La vida del octogenario Andreas Egger, abandonado de niño por su madre y criado sin el mínimo asomo de piedad por su tío en una remota aldea de los Alpes austríacos, a principios del siglo XX, es el centro de atención de Toda una vida. A la vez, el “vagón” en que se invita a entrar al espectador recorre buena parte de la entrada de Austria en la modernidad.
La transición no tiene aquí por escenario una gran urbe –Viena, Salzburgo, Graz…–, sino la periferia, el campo, la montaña; el paisaje agreste que lo mismo cautiva por su majestuosidad y su explosión de colores que inquieta por su fiereza, por su potencial letalidad. Es el medio en el que crece Andreas; el que le encallece las manos y le robustece los brazos para el trabajo duro; el que también se presta, por su encanto, para avivar la llama entre él y Marie, la única mujer a la que confiesa haber amado y a la que se ve incapaz de sustituir; el que también le inflige dolores. Dolores trágicos.
El director suizo Hans Steinbichler traza una muy creíble línea de continuidad entre el Andreas joven y el anciano, interpretados respectivamente por Stefan Gorski y August Zirner. Nos brinda un hombre de pocas palabras y buen corazón, a quien ni los maltratos de la infancia ni los reveses de la vida logran arrancar una maldición. Andreas trabaja a conciencia y en silencio, acaricia a su esposa a la luz de una vela como en una pintura de De La Tour, y escribe, escribe hasta el final…
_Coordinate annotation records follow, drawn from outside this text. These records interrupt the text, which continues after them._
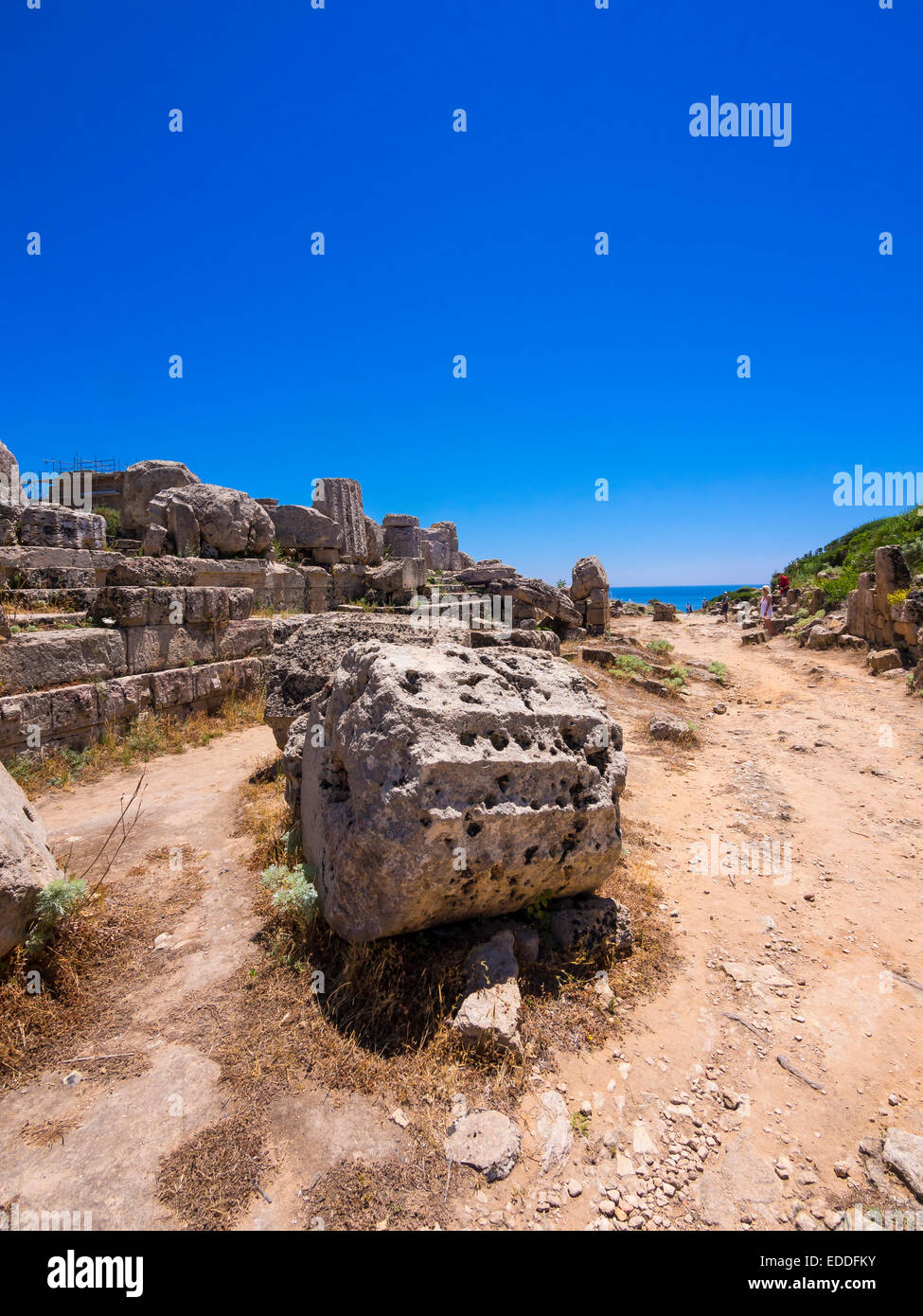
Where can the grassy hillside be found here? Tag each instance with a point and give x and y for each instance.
(838, 565)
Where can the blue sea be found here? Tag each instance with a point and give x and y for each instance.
(678, 594)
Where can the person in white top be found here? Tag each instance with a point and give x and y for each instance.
(767, 611)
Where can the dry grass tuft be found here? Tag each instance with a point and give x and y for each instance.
(389, 1195)
(211, 1178)
(263, 815)
(70, 998)
(138, 741)
(51, 1130)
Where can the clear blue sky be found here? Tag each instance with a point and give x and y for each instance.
(437, 242)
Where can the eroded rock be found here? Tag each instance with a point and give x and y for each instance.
(455, 783)
(488, 1016)
(488, 1141)
(27, 863)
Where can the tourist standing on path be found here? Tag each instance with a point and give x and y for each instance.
(767, 611)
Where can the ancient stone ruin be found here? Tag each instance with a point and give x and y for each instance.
(461, 769)
(467, 780)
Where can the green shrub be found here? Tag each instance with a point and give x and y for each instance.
(53, 903)
(630, 665)
(293, 895)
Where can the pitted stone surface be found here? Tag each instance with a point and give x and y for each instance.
(142, 481)
(26, 863)
(309, 649)
(304, 528)
(207, 517)
(455, 783)
(341, 500)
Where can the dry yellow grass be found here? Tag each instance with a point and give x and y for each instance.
(138, 741)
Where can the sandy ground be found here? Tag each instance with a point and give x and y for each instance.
(812, 755)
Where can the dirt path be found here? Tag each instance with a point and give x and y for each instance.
(151, 1093)
(815, 755)
(689, 1119)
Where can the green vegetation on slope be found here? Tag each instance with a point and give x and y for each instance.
(838, 566)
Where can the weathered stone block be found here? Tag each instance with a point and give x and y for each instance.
(455, 783)
(172, 687)
(341, 500)
(26, 863)
(74, 709)
(61, 658)
(141, 482)
(245, 638)
(157, 648)
(304, 528)
(61, 528)
(588, 576)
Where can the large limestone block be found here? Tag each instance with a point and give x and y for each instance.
(10, 481)
(486, 571)
(397, 577)
(401, 535)
(307, 654)
(44, 525)
(341, 500)
(61, 658)
(546, 597)
(890, 574)
(374, 537)
(26, 863)
(440, 545)
(245, 638)
(208, 519)
(455, 783)
(157, 648)
(304, 528)
(588, 574)
(142, 481)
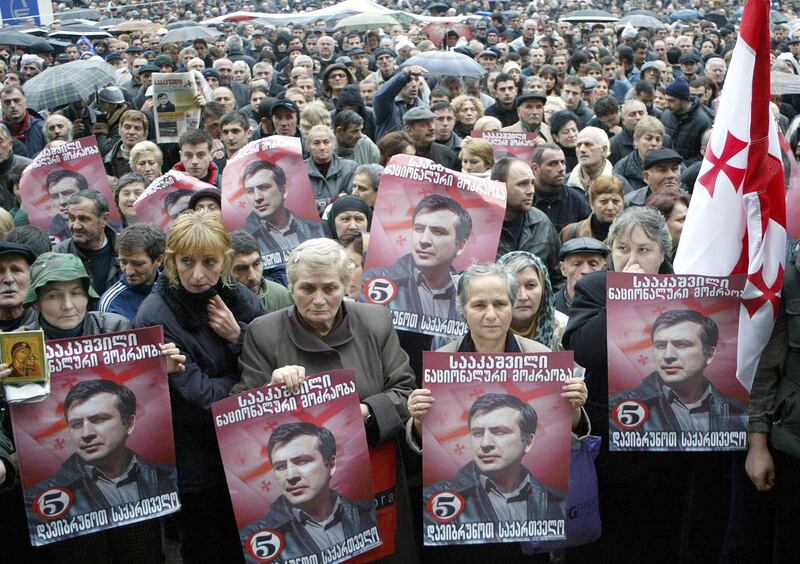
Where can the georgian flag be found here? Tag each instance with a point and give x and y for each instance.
(737, 219)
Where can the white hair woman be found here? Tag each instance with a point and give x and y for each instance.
(486, 297)
(322, 332)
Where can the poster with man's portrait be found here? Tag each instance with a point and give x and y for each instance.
(430, 224)
(98, 452)
(496, 447)
(672, 382)
(55, 175)
(517, 144)
(167, 197)
(298, 470)
(266, 192)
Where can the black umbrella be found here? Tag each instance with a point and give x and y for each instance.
(89, 31)
(17, 39)
(80, 14)
(589, 16)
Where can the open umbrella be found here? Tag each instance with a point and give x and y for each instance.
(362, 22)
(436, 30)
(70, 82)
(135, 25)
(189, 34)
(446, 63)
(80, 14)
(639, 21)
(70, 31)
(17, 39)
(589, 16)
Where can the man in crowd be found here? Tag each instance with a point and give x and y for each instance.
(561, 203)
(577, 258)
(92, 240)
(248, 269)
(24, 123)
(140, 253)
(525, 228)
(418, 126)
(15, 281)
La adaptación de la novela de Robert Seethaler es el octavo filme de Steinbichler, y recibió en 2024 cuatro nominaciones a los Premios Lola de la Academia de Cine Alemán, entre ellas, la de mejor película. El carácter intimista de la historia, su espectacular fotografía –los Alpes colaboran bastante– y el hondo lirismo de su banda sonora dejan en el espectador la grata sensación de haber dedicado su tiempo a una obra de calidad.